As hard as going to drug and alcohol treatment programs is for the addict or alcoholic, it can be way harder for the spouse and significant others in the addict or alcoholic’s life.
Unless the person entering recovery has completely alienated his or her entire family and burned every bridge imaginable, there will be others in that person’s life that will have to make adjustments in their own lives as well. Many times, this can lead to more resentment than was present before the person went for help.
“Why should I have to change anything? He/she is the one with the problem!”
It is the common refrain of both the spouse and significant others of any alcoholic or addict. The truth is, though, that addicts and alcoholics will get away with as much as they can. They are natural boundary-pushers.
Spouse and significant support drug and alcohol treatment programs.
Give that person an inch, and they will almost certainly try to take a mile. What the spouse and significant others do not realize is that they are not dealing with a rational human being when they interact with an alcoholic in his cups, or with an addict bent on getting that next fix.

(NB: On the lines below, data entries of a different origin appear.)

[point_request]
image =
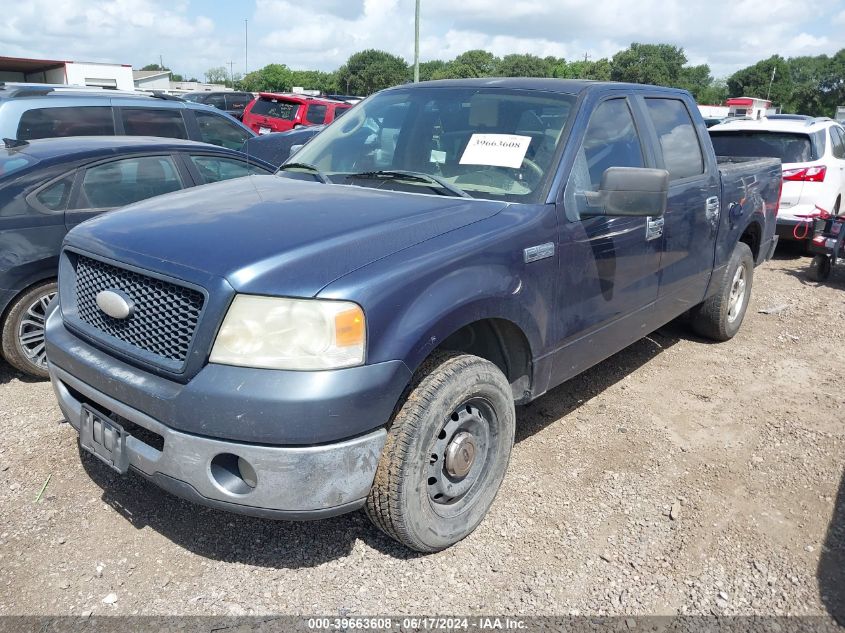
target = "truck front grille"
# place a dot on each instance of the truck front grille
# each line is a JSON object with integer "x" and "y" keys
{"x": 165, "y": 314}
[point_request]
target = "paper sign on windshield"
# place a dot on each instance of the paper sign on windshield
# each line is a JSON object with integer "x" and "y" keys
{"x": 496, "y": 150}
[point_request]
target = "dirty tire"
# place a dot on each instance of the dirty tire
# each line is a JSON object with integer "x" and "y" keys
{"x": 714, "y": 318}
{"x": 819, "y": 268}
{"x": 400, "y": 502}
{"x": 13, "y": 349}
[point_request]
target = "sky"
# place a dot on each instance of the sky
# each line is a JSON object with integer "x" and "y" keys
{"x": 191, "y": 36}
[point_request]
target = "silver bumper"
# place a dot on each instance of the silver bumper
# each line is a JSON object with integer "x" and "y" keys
{"x": 302, "y": 482}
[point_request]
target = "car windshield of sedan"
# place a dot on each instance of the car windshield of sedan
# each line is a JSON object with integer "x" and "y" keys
{"x": 476, "y": 142}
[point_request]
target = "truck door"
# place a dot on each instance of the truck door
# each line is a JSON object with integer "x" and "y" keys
{"x": 692, "y": 212}
{"x": 608, "y": 265}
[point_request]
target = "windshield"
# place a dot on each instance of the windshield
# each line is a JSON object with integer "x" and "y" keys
{"x": 12, "y": 162}
{"x": 788, "y": 147}
{"x": 490, "y": 143}
{"x": 277, "y": 108}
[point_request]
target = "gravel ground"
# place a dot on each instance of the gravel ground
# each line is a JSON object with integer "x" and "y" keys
{"x": 677, "y": 477}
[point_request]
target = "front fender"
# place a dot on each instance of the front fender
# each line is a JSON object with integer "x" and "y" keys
{"x": 415, "y": 299}
{"x": 458, "y": 299}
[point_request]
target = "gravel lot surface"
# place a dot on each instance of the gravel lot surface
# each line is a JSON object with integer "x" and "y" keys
{"x": 676, "y": 477}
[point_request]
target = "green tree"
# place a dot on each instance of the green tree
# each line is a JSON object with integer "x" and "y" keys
{"x": 598, "y": 70}
{"x": 658, "y": 64}
{"x": 430, "y": 68}
{"x": 217, "y": 75}
{"x": 754, "y": 81}
{"x": 370, "y": 71}
{"x": 714, "y": 94}
{"x": 272, "y": 78}
{"x": 696, "y": 79}
{"x": 519, "y": 65}
{"x": 474, "y": 63}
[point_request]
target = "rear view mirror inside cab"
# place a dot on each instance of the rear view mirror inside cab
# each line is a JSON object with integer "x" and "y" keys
{"x": 628, "y": 191}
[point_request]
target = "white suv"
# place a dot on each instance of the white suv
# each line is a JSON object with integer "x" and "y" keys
{"x": 812, "y": 151}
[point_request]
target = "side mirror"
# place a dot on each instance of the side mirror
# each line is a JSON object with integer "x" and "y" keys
{"x": 629, "y": 191}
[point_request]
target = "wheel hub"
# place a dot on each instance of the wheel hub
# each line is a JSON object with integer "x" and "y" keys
{"x": 31, "y": 330}
{"x": 460, "y": 454}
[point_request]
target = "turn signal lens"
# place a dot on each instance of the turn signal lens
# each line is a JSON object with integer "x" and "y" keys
{"x": 349, "y": 327}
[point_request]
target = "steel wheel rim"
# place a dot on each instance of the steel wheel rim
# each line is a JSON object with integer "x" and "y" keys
{"x": 448, "y": 494}
{"x": 737, "y": 297}
{"x": 31, "y": 331}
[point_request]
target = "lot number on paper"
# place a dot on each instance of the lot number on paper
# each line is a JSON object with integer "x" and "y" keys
{"x": 496, "y": 150}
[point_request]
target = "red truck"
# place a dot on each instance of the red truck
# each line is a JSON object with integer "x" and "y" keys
{"x": 279, "y": 112}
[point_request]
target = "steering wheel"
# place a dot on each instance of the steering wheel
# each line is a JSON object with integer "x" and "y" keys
{"x": 538, "y": 171}
{"x": 351, "y": 123}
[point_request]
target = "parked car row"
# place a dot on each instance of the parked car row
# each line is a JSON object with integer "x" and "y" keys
{"x": 812, "y": 151}
{"x": 70, "y": 155}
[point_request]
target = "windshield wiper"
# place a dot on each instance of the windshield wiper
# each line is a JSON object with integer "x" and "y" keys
{"x": 401, "y": 174}
{"x": 308, "y": 167}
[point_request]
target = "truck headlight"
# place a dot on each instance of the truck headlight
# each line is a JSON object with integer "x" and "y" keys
{"x": 299, "y": 334}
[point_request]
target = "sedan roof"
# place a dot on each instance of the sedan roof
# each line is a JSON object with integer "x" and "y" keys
{"x": 80, "y": 146}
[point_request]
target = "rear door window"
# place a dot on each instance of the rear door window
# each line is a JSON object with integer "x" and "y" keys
{"x": 125, "y": 181}
{"x": 276, "y": 108}
{"x": 837, "y": 138}
{"x": 787, "y": 146}
{"x": 153, "y": 122}
{"x": 217, "y": 168}
{"x": 682, "y": 155}
{"x": 220, "y": 130}
{"x": 68, "y": 121}
{"x": 316, "y": 113}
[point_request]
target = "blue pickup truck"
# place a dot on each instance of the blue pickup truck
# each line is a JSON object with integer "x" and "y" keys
{"x": 357, "y": 330}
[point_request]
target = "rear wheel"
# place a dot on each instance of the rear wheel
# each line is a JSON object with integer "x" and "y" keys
{"x": 819, "y": 268}
{"x": 23, "y": 330}
{"x": 446, "y": 453}
{"x": 720, "y": 316}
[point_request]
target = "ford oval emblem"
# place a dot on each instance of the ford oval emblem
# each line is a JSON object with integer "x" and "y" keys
{"x": 115, "y": 303}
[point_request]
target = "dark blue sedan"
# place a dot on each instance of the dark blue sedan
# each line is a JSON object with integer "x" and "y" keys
{"x": 47, "y": 186}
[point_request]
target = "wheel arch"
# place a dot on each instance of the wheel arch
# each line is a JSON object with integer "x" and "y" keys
{"x": 752, "y": 235}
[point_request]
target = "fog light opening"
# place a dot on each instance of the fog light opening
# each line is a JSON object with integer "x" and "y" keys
{"x": 233, "y": 474}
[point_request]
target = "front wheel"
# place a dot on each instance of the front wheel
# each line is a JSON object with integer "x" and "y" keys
{"x": 720, "y": 316}
{"x": 23, "y": 330}
{"x": 446, "y": 453}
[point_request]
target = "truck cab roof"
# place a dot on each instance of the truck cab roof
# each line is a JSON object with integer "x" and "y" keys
{"x": 563, "y": 86}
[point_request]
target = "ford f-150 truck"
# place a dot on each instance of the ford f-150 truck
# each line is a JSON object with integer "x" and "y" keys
{"x": 356, "y": 330}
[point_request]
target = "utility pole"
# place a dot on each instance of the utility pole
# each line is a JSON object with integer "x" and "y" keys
{"x": 769, "y": 92}
{"x": 417, "y": 44}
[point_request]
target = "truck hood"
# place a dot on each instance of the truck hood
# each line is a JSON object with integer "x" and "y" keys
{"x": 272, "y": 235}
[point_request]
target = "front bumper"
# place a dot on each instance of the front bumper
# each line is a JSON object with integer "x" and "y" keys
{"x": 300, "y": 482}
{"x": 313, "y": 439}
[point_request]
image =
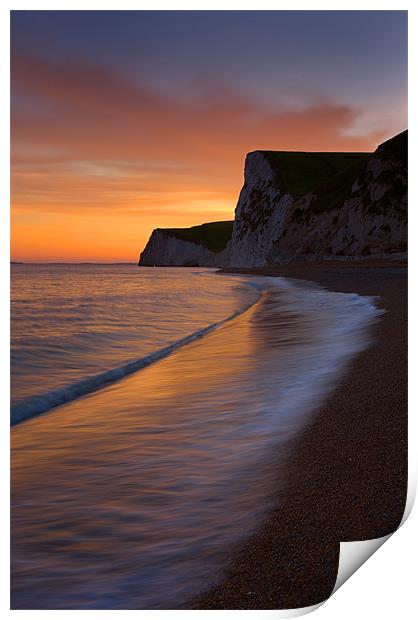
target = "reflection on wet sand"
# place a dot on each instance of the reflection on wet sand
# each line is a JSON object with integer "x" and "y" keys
{"x": 131, "y": 497}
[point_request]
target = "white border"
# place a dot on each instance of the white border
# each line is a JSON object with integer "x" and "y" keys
{"x": 385, "y": 585}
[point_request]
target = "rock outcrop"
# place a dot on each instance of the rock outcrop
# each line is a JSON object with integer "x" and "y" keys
{"x": 198, "y": 246}
{"x": 321, "y": 205}
{"x": 301, "y": 206}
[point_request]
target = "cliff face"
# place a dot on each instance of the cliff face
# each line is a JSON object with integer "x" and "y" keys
{"x": 166, "y": 251}
{"x": 198, "y": 246}
{"x": 315, "y": 205}
{"x": 301, "y": 206}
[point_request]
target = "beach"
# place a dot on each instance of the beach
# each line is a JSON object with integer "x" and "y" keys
{"x": 346, "y": 471}
{"x": 218, "y": 463}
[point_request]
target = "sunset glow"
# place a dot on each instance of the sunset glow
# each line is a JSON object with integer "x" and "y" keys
{"x": 122, "y": 123}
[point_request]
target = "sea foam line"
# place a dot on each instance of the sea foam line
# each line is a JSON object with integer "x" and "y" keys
{"x": 44, "y": 402}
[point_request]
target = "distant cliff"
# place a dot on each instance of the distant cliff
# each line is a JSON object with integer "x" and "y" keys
{"x": 187, "y": 247}
{"x": 321, "y": 205}
{"x": 301, "y": 206}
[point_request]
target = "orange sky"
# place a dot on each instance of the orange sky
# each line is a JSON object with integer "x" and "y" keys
{"x": 100, "y": 158}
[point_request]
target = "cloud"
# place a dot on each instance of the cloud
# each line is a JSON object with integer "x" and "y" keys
{"x": 89, "y": 139}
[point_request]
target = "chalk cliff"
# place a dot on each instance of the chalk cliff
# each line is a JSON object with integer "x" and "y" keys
{"x": 187, "y": 247}
{"x": 301, "y": 206}
{"x": 321, "y": 205}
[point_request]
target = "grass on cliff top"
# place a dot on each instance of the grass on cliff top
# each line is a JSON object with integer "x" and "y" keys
{"x": 301, "y": 173}
{"x": 213, "y": 236}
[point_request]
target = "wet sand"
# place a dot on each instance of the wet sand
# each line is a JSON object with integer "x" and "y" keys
{"x": 347, "y": 472}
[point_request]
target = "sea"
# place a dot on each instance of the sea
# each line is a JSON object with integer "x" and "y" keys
{"x": 152, "y": 412}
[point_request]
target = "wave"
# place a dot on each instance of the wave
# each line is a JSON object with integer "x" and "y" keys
{"x": 36, "y": 405}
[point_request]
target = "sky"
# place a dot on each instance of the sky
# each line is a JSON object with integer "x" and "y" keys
{"x": 126, "y": 121}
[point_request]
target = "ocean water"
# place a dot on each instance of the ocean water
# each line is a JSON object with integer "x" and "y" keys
{"x": 153, "y": 408}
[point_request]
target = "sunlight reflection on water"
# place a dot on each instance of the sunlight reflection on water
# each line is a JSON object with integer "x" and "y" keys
{"x": 132, "y": 497}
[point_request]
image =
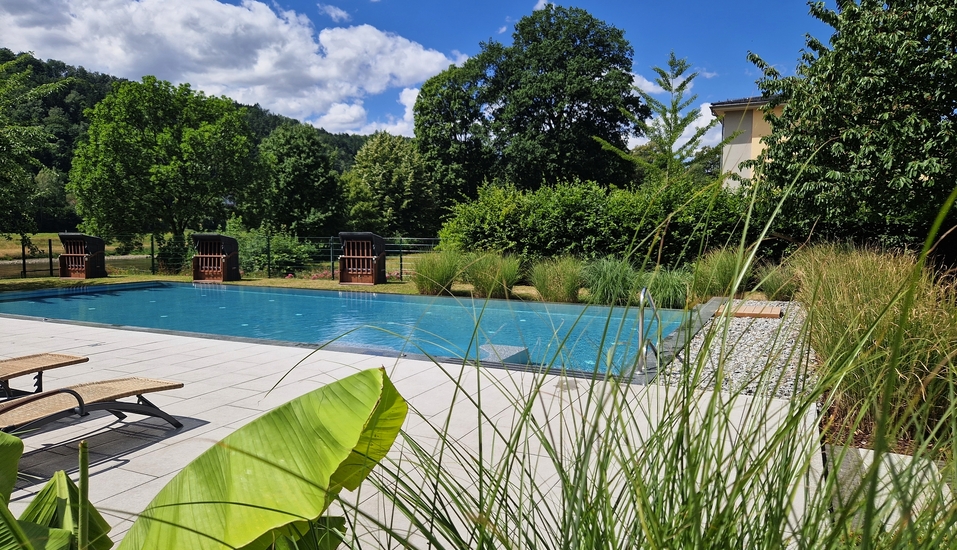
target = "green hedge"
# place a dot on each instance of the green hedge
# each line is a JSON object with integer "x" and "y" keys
{"x": 669, "y": 224}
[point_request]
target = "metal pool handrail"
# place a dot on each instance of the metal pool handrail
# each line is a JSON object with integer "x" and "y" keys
{"x": 644, "y": 340}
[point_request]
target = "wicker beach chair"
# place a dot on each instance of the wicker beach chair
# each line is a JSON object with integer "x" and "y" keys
{"x": 32, "y": 364}
{"x": 33, "y": 411}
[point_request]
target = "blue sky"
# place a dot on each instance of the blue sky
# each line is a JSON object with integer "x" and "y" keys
{"x": 357, "y": 65}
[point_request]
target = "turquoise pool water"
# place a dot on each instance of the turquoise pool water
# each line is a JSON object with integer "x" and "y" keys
{"x": 576, "y": 337}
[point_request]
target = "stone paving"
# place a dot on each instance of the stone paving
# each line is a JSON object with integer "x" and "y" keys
{"x": 228, "y": 384}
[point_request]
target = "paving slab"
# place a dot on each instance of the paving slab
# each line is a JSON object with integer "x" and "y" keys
{"x": 228, "y": 383}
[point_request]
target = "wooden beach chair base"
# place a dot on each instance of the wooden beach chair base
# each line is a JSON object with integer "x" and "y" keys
{"x": 33, "y": 411}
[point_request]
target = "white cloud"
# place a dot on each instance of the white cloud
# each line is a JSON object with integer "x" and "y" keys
{"x": 646, "y": 85}
{"x": 399, "y": 127}
{"x": 250, "y": 52}
{"x": 338, "y": 15}
{"x": 342, "y": 117}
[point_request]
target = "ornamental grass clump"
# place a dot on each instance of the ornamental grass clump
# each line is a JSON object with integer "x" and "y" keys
{"x": 777, "y": 281}
{"x": 435, "y": 272}
{"x": 492, "y": 275}
{"x": 879, "y": 315}
{"x": 668, "y": 287}
{"x": 611, "y": 281}
{"x": 557, "y": 279}
{"x": 716, "y": 273}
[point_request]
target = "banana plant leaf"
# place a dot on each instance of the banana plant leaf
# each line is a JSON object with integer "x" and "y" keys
{"x": 272, "y": 477}
{"x": 18, "y": 534}
{"x": 57, "y": 505}
{"x": 11, "y": 448}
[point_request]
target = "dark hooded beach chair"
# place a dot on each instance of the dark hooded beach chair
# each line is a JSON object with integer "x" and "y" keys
{"x": 363, "y": 259}
{"x": 216, "y": 258}
{"x": 31, "y": 412}
{"x": 83, "y": 256}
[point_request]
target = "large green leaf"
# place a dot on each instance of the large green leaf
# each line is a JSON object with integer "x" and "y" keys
{"x": 277, "y": 473}
{"x": 10, "y": 450}
{"x": 23, "y": 535}
{"x": 57, "y": 505}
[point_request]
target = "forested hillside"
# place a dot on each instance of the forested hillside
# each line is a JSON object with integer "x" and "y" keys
{"x": 59, "y": 114}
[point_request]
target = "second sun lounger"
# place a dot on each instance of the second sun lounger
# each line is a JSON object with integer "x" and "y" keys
{"x": 35, "y": 410}
{"x": 32, "y": 364}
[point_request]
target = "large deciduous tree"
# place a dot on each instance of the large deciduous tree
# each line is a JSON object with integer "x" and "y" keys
{"x": 19, "y": 143}
{"x": 873, "y": 116}
{"x": 299, "y": 190}
{"x": 391, "y": 191}
{"x": 161, "y": 159}
{"x": 529, "y": 112}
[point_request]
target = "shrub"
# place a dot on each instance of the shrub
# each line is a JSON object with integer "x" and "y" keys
{"x": 491, "y": 275}
{"x": 557, "y": 279}
{"x": 610, "y": 281}
{"x": 436, "y": 271}
{"x": 665, "y": 222}
{"x": 716, "y": 272}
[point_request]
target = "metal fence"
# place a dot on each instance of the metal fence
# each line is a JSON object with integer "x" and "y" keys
{"x": 266, "y": 255}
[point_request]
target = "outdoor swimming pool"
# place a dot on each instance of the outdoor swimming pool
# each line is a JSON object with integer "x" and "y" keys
{"x": 587, "y": 339}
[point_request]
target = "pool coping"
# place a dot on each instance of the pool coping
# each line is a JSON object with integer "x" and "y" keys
{"x": 667, "y": 348}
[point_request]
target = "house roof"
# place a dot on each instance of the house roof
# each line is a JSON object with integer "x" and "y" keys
{"x": 740, "y": 103}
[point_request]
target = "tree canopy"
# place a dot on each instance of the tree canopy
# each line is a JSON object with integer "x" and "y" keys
{"x": 529, "y": 112}
{"x": 19, "y": 144}
{"x": 160, "y": 159}
{"x": 299, "y": 190}
{"x": 664, "y": 157}
{"x": 873, "y": 116}
{"x": 390, "y": 189}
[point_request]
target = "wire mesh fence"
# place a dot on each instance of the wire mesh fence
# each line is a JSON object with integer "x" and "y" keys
{"x": 260, "y": 254}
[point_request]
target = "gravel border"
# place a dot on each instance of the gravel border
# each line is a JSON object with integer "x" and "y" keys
{"x": 768, "y": 357}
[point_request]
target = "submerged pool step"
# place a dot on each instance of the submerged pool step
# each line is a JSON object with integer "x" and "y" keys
{"x": 504, "y": 354}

When we buy into the addict or alcoholic’s behavior, we become just as much of the problem as the addict or alcoholic him- or herself. Think: if you were given license to do whatever you please, and you were focused solely on your own needs, what would stop you?
Of course, no one intends on this happening, and that is not to say that what the addict or alcoholic is doing is okay—it is not. We have to remember, though, that these are sick people—not bad people. Read up on local drug and alcohol treatment programs to better prepare for what comes next.
It is not the spouse or significant others’ faults if the addict or alcoholic takes advantage of them, but actions do need to be taken if things are to change.
We have said it before, and we will say it again: alcoholism and addiction are a family disease. Without the help of those whom the alcoholic or addict considers family, their chances of recovery drop dramatically. Drug and alcohol treatment programs support the whole family.
It should be no surprise, either. Being alone, without a support system, spurned by the people they did not intend to hurt and the guilt associated with that…it is not surprising when these people turn to drugs and alcohol again, when that is the only tool for dealing with life that they have.
That said, sometimes the addict or alcoholic burns bridges too thoroughly. If this is the case, and reparation of the damaged relationship is impossible, it is better to let him or her know. Dragging out a false hope is only going to cause more pain on both ends in the long run.
It is important too to know that the changes do not happen overnight. It is a series of incrementally smaller changes that add up to a larger whole, but far more often than not, the spouse and significant others notice the difference in the alcoholic or addict long before the addict or alcoholic notices the change in him- or herself. Find drug and alcohol full-service treatment programs to support everyone involved.